O que o islã e os muçulmanos querem?



Há duas décadas o islamismo e os muçulmanos eram meros coadjuvantes nos acontecimentos globais, não haviam tantos livros escritos sobre eles, e nem estavam nos noticiários diariamente, eram pouco conhecidos comparado a hoje. Agora que estão na lista dos atores principais na história, o mundo tenta entende-los, mas isso é uma árdua tarefa, é complicado saber a real motivação do islã e muçulmanos.


Amar ou odiar um muçulmano? O mundo e a igreja precisam ter respostas diferentes. Aqueles que não conhecem o Deus da Bíblia, com facilidade podem associar qualquer muçulmano ao terrorismo e expressar ódio, ou não. Essas pessoas ignoram os seguidores de Allah, ou tentam manter distância.


No caso da igreja, é muito simples, só tem uma opção, amar, mas sem fazer exclusivismos. Digo isso, pois parece que os islamitas tem uma “alma especial”, normalmente quando um deles se encontra com Cristo, o brasileiro transforma essa pessoa em um “pop star” como se o Senhor estivesse classificando as pessoas. Todos são iguais perante Deus (Tiago 2:1-13), sendo assim, a alma do carteiro que vai a sua casa e a do muçulmano tem o mesmo valor para Deus, o que muda, é a forma de alcançar a cada um.


Então o que os muçulmanos querem?


Viver uma vida digna como qualquer outro ser humano, ter dinheiro, saúde, boa família, no caso deles muitos filhos, bens (se possível Mercedes Benz). Mas quando a religião está em primeiro lugar (e essa deveria ser a escolha de todo muçulmano, mas graças a Deus que não é) aí, a opção número um deles é a Sharia* e Califado, (Lei islâmica e um líder mundial religioso).


Os muçulmanos em quase sua totalidade são leigos ou nominais, porém não devemos comparar com um cristão nominal. Os islâmicos mesmo não sendo praticantes são convictos, ou seja, não entendem a religião que seguem, 83% nem lê o alcorão no original que é em árabe por não falarem a língua (o que eles têm é medo do julgamento de Allah); contudo, podem virar “super muçulmanos” em segundos e até dar a vida pela religião.


Já o cristão nominal entra na mesma categoria do muçulmano sem conhecimento, mas não teme a Deus, não dá a vida e se a coisa aperta pula fora, ou seja, não é convicto. Eu sempre trago uma ilustração: Vá até uma igreja com uma Bíblia e diga que vai queima-la, provavelmente alguém vai achar ruim, e o máximo que pode acontecer com você é ser expulso de lá.


Agora, vá até uma mesquita e diga que vai queimar um alcorão, quase 100% de chances que você vai ser agredido ou morto, e ainda por muçulmanos nominais.


O que o Islã quer?


É complicado fazer essa separação de islã e muçulmano, mas é preciso para entendemos melhor o que os seguidores da Allah pensam. Uma única e curta resposta para essa pergunta parece até frase dita por personagem de desenho animado, “dominar o mundo”, ser a única fé existente no planeta, implementar a Umma (uma só fé).


Para o islã, a humanidade toda um dia já foi muçulmana. Como? Abraão, o “pai” das três maiores e mais importantes crenças (Judaísmo, Cristianismo e Islamismo) foi muçulmano segundo os seguidores de Allah, e ao passar dos tempos, a humanidade se desviou da fé verdadeira o “islã”, Abraão foi quem começou a Umma, por isso que quando alguém aceita o islã, essa pessoa passa por uma reversão, volta a ser o que era antes. A esperança dos muçulmanos é que todos no globo um dia voltem a seguir a fé do grande patriarca.

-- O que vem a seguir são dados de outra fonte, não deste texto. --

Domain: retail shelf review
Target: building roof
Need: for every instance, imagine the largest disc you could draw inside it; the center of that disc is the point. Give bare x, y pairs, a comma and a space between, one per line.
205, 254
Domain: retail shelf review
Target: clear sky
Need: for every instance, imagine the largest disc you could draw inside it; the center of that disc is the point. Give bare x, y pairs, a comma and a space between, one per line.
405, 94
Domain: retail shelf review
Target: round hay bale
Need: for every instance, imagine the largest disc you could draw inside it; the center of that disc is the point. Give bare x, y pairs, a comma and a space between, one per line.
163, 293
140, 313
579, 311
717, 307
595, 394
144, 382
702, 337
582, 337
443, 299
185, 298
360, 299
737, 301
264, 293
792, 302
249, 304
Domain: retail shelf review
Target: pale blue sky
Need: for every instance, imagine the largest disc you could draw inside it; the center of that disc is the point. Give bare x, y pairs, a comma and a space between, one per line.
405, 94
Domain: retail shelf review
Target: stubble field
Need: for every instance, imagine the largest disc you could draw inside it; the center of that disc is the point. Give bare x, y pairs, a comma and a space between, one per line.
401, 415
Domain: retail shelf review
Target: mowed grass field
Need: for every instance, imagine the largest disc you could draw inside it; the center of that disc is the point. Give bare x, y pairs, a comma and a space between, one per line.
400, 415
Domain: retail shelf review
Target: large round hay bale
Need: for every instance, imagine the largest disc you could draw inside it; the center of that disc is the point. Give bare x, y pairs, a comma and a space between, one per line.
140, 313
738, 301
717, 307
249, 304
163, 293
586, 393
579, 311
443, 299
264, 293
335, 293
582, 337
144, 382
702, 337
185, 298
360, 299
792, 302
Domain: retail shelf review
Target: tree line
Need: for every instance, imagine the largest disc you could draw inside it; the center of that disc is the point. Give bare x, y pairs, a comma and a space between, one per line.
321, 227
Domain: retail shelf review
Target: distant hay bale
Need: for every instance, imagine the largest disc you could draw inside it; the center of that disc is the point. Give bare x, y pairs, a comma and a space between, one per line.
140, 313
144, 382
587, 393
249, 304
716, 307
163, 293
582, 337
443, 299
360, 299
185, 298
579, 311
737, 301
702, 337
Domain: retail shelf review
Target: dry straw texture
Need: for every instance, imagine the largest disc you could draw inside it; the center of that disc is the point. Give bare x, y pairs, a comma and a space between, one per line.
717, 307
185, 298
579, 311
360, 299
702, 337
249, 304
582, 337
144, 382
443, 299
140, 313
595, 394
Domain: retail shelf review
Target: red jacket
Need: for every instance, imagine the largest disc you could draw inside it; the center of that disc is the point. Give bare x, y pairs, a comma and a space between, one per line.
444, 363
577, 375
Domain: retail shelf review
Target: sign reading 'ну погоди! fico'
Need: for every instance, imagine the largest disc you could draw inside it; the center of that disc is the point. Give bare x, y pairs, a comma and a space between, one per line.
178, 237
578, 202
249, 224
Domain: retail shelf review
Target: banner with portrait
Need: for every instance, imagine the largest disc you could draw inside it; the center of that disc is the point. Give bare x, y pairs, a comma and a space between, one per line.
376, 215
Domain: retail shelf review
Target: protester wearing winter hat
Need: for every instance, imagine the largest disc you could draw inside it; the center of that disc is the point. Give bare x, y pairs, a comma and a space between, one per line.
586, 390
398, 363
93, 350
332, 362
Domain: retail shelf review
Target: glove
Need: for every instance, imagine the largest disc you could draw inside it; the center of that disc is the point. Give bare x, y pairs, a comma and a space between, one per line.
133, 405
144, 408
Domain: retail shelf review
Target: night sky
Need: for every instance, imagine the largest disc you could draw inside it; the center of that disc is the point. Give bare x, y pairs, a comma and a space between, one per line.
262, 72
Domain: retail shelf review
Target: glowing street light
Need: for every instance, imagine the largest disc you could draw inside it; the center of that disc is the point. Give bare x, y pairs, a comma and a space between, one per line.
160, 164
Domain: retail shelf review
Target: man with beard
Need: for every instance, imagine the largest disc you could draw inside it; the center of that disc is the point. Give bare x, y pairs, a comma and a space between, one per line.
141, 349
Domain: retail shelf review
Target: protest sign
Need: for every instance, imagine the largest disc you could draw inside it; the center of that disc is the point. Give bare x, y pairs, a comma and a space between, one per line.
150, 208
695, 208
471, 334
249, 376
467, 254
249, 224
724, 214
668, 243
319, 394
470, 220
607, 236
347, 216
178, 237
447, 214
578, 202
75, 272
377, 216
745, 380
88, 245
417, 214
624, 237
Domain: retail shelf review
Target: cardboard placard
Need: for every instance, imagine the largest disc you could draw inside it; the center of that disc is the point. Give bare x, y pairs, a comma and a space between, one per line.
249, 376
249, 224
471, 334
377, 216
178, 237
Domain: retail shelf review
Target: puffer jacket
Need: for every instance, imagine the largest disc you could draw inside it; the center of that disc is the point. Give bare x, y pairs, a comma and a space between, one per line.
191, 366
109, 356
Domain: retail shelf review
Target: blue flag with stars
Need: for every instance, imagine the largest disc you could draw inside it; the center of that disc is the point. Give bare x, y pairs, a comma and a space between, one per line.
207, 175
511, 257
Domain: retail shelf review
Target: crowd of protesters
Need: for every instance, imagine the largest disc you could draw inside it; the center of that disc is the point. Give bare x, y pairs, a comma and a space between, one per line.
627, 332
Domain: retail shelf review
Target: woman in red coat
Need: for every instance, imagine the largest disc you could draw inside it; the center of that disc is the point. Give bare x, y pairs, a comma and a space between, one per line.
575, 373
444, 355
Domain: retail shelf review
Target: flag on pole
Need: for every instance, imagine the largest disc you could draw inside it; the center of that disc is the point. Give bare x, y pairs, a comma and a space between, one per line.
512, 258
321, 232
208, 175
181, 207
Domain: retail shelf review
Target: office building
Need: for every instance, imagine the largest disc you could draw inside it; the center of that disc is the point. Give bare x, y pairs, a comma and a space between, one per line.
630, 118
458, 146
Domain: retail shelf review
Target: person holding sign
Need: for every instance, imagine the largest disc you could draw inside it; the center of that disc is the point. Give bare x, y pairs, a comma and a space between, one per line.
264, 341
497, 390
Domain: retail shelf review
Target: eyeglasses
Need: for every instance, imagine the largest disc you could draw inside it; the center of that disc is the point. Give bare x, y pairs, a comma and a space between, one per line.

E o que acontece com quem não aceitar seguir o islamismo? Não há outra opção além da morte. Existe uma possibilidade de pagar impostos para seguir outra fé em território conquistado pelo islã, mas na verdade, a pessoa é sugada e maltratada até secar todos os recursos e depois assassinada, caso não aceite o islã. Maomé deixou claro a seus seguidores que, todos que aceitarem o islã são livrados da morte.


Concluo com uma pergunta bem difícil: o que fazer diante desse plano do Islã de dominação mundial?